When the client detects that a blacklisted page has loaded, the page is disabled, greyed out, and the user is shown a warning. The user has the option to navigate away or to continue to use the page. The extension also affords users a way to report both false positives and false negatives if they so desire.

At the moment the update and lookup servers reside at Google, but of course the provider should be user-selectable. Google's blacklists currently are built from commercial sources as well as internal Google sources.

Detailed Design

Warning Dialog UI

The hard part of a feature like this is not identifying phishing pages, but rather figuring out how to present this information to users. With this in mind, Google did usability testing of a multitude of potential UIs. In the process we learned:

  • It's hard but possible to create a warning dialog users will pay attention to
  • When a phishing warning is encountered, users have three primary reactions: a strong desire to continue to use the page, a near-panicked desire to get away from the page, and a desire to see the villains brought to justice. In cases where users heeded the warning, they typically also needed a sense of closure, so it's important to give it to them (hence the "report to google" option).
  • We originally showed the warning only when the user began interacting with a problematic page, but it quickly became clear that users prefer we just disable the page as it is loading.
  • Warnings of "suspicious" pages (pages we're not positive are phishing, but that might be) were by and large ineffective. Users either ignored the warning or said they'd prefer us to make a judgment for them, and that they'd trust us on it. Such warnings probably don't give the user enough information to go on; perhaps they'd be more effective if accompanied by a way for users to do a "background check" on the page.

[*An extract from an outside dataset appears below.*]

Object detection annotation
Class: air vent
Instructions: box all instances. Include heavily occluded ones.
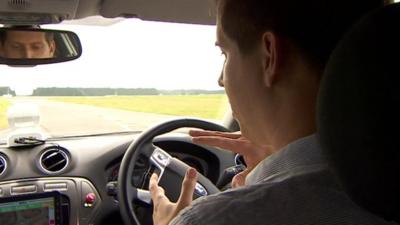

Here's the current UI. This is by no means final; we're still doing testing. Additionally there are obvious branding issues here that need to be considered. But this is the basic idea.

Antiphishingui.png

Client (code in Firefox)

The client code is object-oriented and relies heavily on closures and custom JS abstractions.

Before getting into specifics, let's clarify some nomenclature. A browser window is a user-visible browser window, aka the object corresponding to browser.xul's <window> onto which we overlay. A tabbed browser is an object corresponding to a <tabbrowser> tag, of which there is one per browser window. A browser is a tab, one of potentially many browsers within a tabbed browser.

Major Abstractions

The extension has the following four major components.

  • Phishing Warden: One phishing warden exists for the whole application. It monitors HTTP fetch requests and determines whether the page requested is problematic. It makes this determination, as we've said, by looking the URL up in either a remote or local blacklist.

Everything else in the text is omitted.